Still, college students flock here because rent is cheaper than in Manhattan. It’s still too soon to tell what affect the development boom of the past two-years will have on the working-class community here, but one thing is certain: prices are rising.

Many Greenpoint residents, however, welcome the changes—particularly the addition of a Starbucks on Manhattan Avenue.

“It’s a good thing—everybody likes Starbucks,” Bozena, the head of Immigration and Legal Services at the center, said. “If people like it, they can go.”

Bozena deals with immigrants in her job daily.
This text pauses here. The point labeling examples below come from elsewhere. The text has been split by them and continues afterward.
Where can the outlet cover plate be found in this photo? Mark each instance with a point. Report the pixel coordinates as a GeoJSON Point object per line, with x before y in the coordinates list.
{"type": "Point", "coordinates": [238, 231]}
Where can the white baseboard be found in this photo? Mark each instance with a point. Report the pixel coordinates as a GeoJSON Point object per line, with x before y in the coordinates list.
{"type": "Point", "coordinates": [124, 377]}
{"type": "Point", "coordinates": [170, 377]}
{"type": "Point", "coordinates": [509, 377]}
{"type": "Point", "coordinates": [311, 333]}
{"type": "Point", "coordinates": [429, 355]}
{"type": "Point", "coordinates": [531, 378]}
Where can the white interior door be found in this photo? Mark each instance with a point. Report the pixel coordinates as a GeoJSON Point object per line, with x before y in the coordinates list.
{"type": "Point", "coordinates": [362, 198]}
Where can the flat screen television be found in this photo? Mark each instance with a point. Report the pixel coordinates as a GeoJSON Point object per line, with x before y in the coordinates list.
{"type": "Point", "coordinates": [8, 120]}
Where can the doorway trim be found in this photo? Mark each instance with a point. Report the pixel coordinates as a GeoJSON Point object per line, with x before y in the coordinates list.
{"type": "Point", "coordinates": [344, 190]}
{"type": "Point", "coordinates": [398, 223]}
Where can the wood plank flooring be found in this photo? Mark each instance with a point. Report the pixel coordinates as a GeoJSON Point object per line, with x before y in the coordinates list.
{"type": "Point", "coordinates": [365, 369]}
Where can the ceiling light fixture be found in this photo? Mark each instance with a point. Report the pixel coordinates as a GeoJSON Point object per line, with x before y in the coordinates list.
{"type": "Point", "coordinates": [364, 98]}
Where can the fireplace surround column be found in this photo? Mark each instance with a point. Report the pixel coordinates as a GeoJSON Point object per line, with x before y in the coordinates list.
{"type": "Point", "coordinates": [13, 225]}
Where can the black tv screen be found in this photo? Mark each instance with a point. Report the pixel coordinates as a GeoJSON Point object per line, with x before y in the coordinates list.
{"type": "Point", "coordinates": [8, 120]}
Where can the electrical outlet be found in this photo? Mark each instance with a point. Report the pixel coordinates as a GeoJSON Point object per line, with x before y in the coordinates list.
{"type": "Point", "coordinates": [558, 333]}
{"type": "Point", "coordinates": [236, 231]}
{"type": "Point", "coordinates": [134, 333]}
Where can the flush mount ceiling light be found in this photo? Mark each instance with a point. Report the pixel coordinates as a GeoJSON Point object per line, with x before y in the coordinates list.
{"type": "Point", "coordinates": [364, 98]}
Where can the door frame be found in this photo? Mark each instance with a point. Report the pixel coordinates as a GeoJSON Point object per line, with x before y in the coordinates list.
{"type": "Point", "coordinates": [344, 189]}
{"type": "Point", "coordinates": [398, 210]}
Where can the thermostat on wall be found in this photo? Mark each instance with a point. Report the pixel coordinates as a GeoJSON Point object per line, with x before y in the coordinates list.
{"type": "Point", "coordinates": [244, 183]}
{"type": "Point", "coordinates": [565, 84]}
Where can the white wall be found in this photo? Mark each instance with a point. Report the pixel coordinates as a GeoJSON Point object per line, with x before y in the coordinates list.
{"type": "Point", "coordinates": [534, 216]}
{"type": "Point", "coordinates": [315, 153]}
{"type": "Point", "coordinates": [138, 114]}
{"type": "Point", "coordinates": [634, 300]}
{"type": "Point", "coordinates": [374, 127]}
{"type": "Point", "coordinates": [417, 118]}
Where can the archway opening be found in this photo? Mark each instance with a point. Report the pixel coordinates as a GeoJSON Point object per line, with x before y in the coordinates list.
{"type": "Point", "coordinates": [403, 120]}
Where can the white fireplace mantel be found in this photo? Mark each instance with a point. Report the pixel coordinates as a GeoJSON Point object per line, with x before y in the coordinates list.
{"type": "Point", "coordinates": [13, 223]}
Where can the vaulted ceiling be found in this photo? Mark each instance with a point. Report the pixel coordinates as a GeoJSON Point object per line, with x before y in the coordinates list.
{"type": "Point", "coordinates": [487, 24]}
She still deals with a great deal of immigrants trying to get documentation, but the development changes and rising prices have changed this as well.

“I deal with Polish, Czech Republic and Mexican immigrants mostly,” she said. “There are many immigrants coming into Greenpoint, but it’s a less percentage than 10 years ago.”

For many of the Polish people in Greenpoint, the changes are inevitable. The center and the several blocks surrounding it are a safe haven for the Polish people. With programs that include judo, fencing, ballet and resources like a photography lab, free English language courses, and college scholarship programs that encourage young students to pursue a higher education, the Polish & Slavic Center helps keep the community unified.

“We’re always eating Polish food and speaking to each other in Polish,” Cybulski said, preparing for a table tennis match. “There is always something going on—an anniversary, a birthday party, a holiday celebration. We’re always celebrating.”

 


The view from Manhattan Avenue in Greenpoint. The Starbucks sits next to the traditional Polish meat market.

 

 

The sign in front of the Polish and Slavic Federal Credit Union, writen in both Polish and English.